As we made our way toward the monument, we wondered, are people so desensitized to the might of nature, to the feeling of awe? I understand some folks want to understate the importance of this monument since it was indeed a colonial power move to desecrate a sacred Indigenous area that was stolen from them. Still, the feat of carving such a thing was undeniably impressive. And the sacred essence of that space I think still remained.


As soon as we stepped away from the marble pathways into the pines around the base of the mountain, we felt ourselves submerged in this muted calm. It was like a balm of peace. It was very much the same feeling of sitting beneath a big old tree or dipping into an empty church for quick touch base. A place where you could certainly connect… with your spirit, or whatever you might believe.
Anyway, despite the historical injustice this represents and the desensitized folks, I highly recommend stopping by if you’re out in the area. Weaving through the Black Hills is a treat in of itself.
Deadwood, South Dakota
Even more western still, tucked in a valley in the Black Hills, we decided to take a detour to the infamous town of Deadwood. Lining the tiny quintessential western main street were saloons and casinos. I had no idea there was such a huge casino culture in South Dakota. We had to immerse ourselves, obviously.
We popped into one called Mr. Wu’s and I got giddy when we saw we could spin to win a beer for a dollar. Quart got a Michelob and I won a Busch Lite! Finally indulging in some of that ice cold water we saw advertised everywhere. We played on a few machines, and tried to enjoy it (we’re not big gamblers). We soon learned we could have just started gambling and got a free drink. But we did enjoy a “free” hotdog after losing $40. Best $42 hot dog and beers we’ve ever had.
After this we went and had an old fashioned cocktail at Wild Bill Bar where Wild Bill, the famous bandit was murdered. What was cool to me was learning how they had to transport liquor into town: they had to bring it all in raw form because bandits would hijack any shipment of alcohol and/or the rough roads would often cause carriage tips that would break any bottle on their way. So, they’d receive the sacks of grains and have to make the alcohol right inside the bars.


The town was neat and we thought, “Glad we came, but we don’t need to go back.” Gambling and boozing isn’t exactly our cup of tea.
That night we drove the hour and fifteen out to Devil’s Tower, Wyoming.

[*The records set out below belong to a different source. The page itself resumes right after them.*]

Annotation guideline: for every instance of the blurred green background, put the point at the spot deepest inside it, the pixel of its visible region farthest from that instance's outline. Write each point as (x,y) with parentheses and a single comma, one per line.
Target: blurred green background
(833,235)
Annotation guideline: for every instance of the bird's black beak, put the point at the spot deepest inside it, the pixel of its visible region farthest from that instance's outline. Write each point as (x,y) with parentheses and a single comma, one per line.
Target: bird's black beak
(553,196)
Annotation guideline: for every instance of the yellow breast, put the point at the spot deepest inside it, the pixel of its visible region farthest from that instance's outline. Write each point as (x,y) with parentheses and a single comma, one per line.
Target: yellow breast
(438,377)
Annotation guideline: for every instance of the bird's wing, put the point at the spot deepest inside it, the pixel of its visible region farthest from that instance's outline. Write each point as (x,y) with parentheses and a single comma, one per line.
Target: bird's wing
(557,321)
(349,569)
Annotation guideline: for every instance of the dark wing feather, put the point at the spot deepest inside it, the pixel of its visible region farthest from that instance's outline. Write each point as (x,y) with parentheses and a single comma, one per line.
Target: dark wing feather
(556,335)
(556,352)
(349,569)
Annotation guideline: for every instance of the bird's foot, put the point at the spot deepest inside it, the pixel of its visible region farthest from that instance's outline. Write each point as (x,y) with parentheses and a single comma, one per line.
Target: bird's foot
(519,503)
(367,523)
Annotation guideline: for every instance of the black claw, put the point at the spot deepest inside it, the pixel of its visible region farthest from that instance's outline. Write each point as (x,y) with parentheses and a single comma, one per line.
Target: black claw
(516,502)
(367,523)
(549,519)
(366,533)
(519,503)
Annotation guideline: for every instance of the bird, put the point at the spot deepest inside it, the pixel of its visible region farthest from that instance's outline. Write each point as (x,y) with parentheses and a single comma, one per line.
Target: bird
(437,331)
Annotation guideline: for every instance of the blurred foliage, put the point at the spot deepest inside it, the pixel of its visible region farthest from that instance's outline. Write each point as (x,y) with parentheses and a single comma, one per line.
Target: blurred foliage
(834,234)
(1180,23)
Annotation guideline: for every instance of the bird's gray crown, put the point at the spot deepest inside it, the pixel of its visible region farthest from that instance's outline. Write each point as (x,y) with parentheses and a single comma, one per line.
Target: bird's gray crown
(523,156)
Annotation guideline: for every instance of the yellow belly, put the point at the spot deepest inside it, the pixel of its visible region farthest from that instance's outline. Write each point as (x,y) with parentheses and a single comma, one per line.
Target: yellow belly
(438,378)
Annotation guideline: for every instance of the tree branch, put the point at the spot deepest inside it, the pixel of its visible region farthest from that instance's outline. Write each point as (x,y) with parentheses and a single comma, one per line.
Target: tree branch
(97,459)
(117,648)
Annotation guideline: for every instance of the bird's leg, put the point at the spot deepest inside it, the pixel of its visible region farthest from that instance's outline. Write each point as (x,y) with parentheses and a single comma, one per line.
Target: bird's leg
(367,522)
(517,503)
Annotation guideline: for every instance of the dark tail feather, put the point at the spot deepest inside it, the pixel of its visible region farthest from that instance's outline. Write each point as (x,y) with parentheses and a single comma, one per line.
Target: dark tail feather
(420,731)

Additional Contemplations and Reflections
I am pretty overwhelmed with the giddy feeling of being somewhere new. My body actually feels like it’s caught up with my mind in the realization that we aren’t turning back around for quite some time. I feel it in my chest— heart on a tight rope wavering over the abyss of the unknown, teetering between excitement and anxiety. I feel it in my throat — the grief washing down like whisky. My belly is warm with the paradox of it all. I don’t know what’s going to happen next but the senior quote I penned 16 years ago captures the feeling well: “Frightened yet thrilled for something new is breaking the horizon.”
Yes, I quoted myself. Sue me.
Steps Toward Finding a New Place
While we were in Minnesota, I spent a lot of time looking for places and wasn’t having any luck. I decided for these first few days of the trip I’d give it a rest and just enjoy being out on the open road. Besides, I’m driving quite a lot so Quart can continue to work— very grateful for her and her position right now. The stars have aligned for this and I’m trusting that they will for where we land in L.A.